NSW Farmers President Xavier Martin this week announced Annabel Johnson had been appointed as the new CEO of the 6000-member organisation.
Speaking to Region this week, Annabel unhesitatingly leant into her lifelong connection to agriculture, her first steps taken amid orchards and pasture-raised poultry on her parents’ 24-acre permaculture farm near Wombat village, south of Young.
“My mother’s family came from up around Coonamble – so school holidays were spent on farms,” she said. “Most people would see it as work, but I loved it, you know – mustering sheep, getting in cattle, being in the yards, you know, that was sort of what I absolutely loved.”

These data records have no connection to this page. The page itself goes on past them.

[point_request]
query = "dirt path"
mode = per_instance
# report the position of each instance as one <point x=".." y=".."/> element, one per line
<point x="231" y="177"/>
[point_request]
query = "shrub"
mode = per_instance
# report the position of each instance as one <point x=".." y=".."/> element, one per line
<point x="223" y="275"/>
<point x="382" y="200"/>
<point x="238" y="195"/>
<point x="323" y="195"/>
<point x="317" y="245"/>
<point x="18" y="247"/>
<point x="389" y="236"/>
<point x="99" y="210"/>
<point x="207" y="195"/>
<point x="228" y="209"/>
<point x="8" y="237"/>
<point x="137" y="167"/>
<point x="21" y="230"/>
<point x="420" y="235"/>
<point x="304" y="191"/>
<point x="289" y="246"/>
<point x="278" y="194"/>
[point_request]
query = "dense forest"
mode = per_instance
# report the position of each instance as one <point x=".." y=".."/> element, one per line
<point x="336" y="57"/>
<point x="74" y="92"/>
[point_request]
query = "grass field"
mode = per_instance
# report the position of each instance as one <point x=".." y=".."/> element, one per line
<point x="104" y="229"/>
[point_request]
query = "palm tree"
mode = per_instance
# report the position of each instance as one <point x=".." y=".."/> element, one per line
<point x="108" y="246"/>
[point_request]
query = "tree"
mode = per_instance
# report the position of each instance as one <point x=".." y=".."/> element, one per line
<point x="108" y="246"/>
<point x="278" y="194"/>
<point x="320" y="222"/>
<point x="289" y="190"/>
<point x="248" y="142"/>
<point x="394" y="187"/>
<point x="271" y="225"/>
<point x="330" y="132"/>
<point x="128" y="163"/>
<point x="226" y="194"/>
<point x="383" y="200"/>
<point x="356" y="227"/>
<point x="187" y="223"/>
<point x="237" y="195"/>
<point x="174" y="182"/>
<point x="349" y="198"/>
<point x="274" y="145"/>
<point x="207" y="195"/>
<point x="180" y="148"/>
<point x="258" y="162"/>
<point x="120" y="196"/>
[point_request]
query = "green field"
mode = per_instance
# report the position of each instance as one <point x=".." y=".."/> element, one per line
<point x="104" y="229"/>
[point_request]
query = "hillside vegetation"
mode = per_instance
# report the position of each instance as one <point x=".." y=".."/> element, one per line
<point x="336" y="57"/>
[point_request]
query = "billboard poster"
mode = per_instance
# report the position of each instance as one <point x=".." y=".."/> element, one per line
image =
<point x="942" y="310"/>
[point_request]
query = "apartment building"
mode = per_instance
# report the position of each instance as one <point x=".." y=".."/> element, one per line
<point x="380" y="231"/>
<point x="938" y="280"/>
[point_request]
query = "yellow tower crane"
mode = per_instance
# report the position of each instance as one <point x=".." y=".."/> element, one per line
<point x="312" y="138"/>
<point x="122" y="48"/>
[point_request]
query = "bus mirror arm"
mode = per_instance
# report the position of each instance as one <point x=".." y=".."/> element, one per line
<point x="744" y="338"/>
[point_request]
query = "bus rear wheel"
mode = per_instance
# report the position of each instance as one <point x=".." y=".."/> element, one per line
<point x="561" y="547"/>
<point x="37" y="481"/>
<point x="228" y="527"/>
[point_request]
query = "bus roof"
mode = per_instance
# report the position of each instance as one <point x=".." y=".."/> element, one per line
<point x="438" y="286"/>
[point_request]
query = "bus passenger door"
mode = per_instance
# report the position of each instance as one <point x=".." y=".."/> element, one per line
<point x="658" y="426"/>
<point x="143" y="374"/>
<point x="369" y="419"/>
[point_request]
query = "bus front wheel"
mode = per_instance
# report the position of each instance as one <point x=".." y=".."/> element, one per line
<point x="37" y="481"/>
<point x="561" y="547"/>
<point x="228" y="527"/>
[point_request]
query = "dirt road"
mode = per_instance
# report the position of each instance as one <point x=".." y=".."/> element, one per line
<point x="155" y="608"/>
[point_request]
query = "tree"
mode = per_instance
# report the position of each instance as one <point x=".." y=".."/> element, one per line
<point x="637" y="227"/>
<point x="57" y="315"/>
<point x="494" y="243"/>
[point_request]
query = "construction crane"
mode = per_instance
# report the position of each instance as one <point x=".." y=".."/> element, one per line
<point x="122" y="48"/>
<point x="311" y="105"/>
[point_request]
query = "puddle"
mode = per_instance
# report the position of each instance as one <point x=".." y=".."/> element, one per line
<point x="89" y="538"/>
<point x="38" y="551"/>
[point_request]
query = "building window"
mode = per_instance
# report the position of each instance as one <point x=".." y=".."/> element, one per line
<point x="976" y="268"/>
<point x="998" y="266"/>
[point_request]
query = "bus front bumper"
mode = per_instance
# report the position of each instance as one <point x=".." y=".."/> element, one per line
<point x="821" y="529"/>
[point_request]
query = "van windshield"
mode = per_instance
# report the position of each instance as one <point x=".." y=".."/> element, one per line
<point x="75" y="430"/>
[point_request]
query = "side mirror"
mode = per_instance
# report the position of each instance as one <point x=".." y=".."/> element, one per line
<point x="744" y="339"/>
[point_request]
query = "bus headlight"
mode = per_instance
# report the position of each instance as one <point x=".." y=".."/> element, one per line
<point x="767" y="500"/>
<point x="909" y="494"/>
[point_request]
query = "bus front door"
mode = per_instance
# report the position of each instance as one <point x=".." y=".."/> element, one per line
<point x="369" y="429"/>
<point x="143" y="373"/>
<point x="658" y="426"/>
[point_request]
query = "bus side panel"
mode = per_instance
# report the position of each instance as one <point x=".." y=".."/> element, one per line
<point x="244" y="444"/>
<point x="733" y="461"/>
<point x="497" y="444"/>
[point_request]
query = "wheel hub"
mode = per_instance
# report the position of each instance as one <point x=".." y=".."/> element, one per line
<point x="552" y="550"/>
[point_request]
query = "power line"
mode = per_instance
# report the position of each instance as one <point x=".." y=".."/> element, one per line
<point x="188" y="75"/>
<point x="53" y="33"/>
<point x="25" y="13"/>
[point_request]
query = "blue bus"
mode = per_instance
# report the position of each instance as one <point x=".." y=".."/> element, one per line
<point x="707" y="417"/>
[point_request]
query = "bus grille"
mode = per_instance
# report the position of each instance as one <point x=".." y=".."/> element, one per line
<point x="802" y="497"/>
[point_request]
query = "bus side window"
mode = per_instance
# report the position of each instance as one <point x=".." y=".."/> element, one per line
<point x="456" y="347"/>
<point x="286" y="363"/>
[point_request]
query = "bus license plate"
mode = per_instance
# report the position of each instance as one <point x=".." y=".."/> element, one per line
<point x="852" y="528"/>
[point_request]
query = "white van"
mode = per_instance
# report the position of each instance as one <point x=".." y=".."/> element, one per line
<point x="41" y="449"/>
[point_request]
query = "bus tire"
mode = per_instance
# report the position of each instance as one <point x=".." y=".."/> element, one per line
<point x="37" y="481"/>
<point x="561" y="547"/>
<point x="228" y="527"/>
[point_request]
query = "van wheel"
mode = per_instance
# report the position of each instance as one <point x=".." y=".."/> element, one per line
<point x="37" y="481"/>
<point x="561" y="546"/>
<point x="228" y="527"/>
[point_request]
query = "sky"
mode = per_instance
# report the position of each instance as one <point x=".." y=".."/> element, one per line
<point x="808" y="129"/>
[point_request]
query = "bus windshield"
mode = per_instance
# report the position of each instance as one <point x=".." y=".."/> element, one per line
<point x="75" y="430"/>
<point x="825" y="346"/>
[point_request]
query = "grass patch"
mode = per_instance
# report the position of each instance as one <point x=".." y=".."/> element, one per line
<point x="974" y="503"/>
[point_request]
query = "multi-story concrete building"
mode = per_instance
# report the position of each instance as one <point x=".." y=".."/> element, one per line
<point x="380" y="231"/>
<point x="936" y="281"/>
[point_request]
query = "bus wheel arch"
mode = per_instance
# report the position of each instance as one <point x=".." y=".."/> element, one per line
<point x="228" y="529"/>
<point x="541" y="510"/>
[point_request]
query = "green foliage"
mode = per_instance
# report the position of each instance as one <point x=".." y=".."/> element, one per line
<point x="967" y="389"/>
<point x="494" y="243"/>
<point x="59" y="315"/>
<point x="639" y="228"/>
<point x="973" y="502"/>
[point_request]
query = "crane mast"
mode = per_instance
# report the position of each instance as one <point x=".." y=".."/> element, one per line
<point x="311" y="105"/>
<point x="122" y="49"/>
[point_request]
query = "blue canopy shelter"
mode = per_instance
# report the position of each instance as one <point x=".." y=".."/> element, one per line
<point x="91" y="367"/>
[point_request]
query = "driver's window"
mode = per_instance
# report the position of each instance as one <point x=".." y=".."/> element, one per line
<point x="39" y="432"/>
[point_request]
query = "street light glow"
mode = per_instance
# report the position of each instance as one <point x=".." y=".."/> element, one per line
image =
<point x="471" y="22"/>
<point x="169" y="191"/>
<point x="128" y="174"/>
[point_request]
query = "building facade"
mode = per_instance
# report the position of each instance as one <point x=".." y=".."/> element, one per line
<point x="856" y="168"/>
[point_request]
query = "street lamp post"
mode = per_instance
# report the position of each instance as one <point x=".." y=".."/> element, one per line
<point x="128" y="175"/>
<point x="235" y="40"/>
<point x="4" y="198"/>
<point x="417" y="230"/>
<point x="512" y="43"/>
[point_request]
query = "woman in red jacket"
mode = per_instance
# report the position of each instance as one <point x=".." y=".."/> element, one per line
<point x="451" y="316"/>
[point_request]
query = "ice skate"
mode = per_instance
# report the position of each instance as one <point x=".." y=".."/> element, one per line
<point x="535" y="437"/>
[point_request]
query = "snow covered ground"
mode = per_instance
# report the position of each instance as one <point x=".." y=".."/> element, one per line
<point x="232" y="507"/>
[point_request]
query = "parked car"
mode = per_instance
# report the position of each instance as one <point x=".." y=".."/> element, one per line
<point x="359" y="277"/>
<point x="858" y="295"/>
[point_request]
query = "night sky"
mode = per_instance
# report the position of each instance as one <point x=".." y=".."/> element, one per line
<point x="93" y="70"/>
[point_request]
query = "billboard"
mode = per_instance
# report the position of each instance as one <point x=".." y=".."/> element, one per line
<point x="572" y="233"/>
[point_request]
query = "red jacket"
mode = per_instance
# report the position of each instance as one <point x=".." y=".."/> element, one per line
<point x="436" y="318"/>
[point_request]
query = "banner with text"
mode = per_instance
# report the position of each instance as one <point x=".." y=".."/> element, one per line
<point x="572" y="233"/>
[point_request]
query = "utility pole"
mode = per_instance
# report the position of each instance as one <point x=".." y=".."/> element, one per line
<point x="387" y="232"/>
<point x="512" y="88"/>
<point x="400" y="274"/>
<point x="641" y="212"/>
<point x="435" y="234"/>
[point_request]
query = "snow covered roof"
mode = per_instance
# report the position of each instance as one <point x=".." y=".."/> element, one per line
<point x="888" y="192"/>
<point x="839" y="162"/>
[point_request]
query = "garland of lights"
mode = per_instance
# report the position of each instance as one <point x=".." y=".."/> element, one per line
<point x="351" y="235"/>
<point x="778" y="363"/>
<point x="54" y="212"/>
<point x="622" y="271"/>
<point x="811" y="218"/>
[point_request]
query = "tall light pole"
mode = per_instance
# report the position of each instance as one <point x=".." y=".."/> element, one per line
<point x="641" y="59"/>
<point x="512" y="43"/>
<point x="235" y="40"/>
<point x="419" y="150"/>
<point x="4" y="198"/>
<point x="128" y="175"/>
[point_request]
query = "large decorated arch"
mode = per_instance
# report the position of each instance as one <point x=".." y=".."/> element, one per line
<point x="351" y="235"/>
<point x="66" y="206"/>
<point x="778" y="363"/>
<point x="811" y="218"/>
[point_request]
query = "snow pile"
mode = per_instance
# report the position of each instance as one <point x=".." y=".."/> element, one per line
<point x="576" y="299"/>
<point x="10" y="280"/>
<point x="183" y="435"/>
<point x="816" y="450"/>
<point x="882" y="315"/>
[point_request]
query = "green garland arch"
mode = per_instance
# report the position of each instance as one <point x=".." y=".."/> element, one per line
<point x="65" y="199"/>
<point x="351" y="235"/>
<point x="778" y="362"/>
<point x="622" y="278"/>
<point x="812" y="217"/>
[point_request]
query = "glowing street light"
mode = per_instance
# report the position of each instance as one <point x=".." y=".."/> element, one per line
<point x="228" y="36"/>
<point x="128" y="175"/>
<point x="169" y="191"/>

Then, as a young teen, Annabel and her family moved to a cattle and sheep property bordering a national park at the foothills of the Murringo Mountains, northeast of Young.
“Windermere” had been a Johnson family property since the 1920s and Annabel’s parents, Sam and Claire, took a more holistic approach to farming with the introduction of regenerative farming and later diversified into on-farm production under the label Boxgum Grazing.
Facing a second year of drought as the 2001 to 2009 millennium drought took hold, the experience would eventually pivot Annabel toward another determination.
“That drought was when the importance of agriculture really hit home to me – obviously I was a bit older then so I saw the impact it had on my family and the community of Young not just through the day-to-day jobs of keeping animals well fed and watered, but the impact it had on the main street,” she explained. “Drought doesn’t just impact farmers; it ripples right throughout the regional community.”
Eventually she downed tools and took herself to university to study the art of persuasion – law – and politics – in the heart of the nation’s capital at the Australian National University.
“I knew I wanted a career in agriculture,” she said, “and I chose Canberra because to effect change you need to be able to influence politicians and those that sit within the department and there’s a real disconnect between those people and their understanding about the needs of agriculture.”
Carving out a path working for farmers in the advocacy space led Annabel to the Cattle Council of Australia, the Australian Lot Feeders Association and finally to NSW Farmers in Sydney where she worked as a policy director, then Head of Policy and Advocacy before taking on the role of interim CEO in September.
“What I love about NSW Farmers is when I go to work each morning I don’t go to work for a single business, I go to work for the thousands of farming businesses across the state,” she said, “and my sole focus is what can I do in that day, that’s going to make farming businesses stronger.”
What Annabel brings to the table is a life lived among challenges of drought, bushfires, floods and mouse plague and a staunch voice in the fight for farmers.
“Now we’re dealing with high inflation, high interest rates, low commodity prices, and again, drying conditions,” she said.
Land use conflict and fair market pricing are high on Annabel’s hit list, as is biosecurity.
“If we have an incursion, it can wipe billions of dollars off the Australian agricultural and broader economy,” she said, “so we need to make sure the systems we have in place are robust so we keep these pests and diseases out.
“And if we’re not going to make sure we’ve got productive farming land to grow food and fibre, we’ve got our priorities wrong,” she said, “because at the end of the day, farmers grow food and fibre for us all to enjoy and there isn’t a more important industry than farming because each and every day everyone needs to be able to eat to sustain life.”
With that common goal, Annabel’s intent on collaborating with many national and state farmer organisations to bring government focus and policy back to farming while also narrowing the chasm between urban and rural communities.
“As more people are growing up in city areas we need to think about what we do to impact that next generation coming through so they understand not only the importance of farming, but that they understand that milk or tomatoes are agricultural products.”
Advocacy on critical government policies is what she hopes will define the future of agriculture for the farmers of the future.
“A critical part of it is working in with politicians and bureaucrats so they actually understand that and don’t put in place policies that make farming more difficult,” she said.
Annabel’s nose is pointed west for Christmas with the family.
“There’s nothing quite like being back on that farm. Christmas is just a lovely time with family and in the community, so I’m certainly looking forward to heading home,” she said.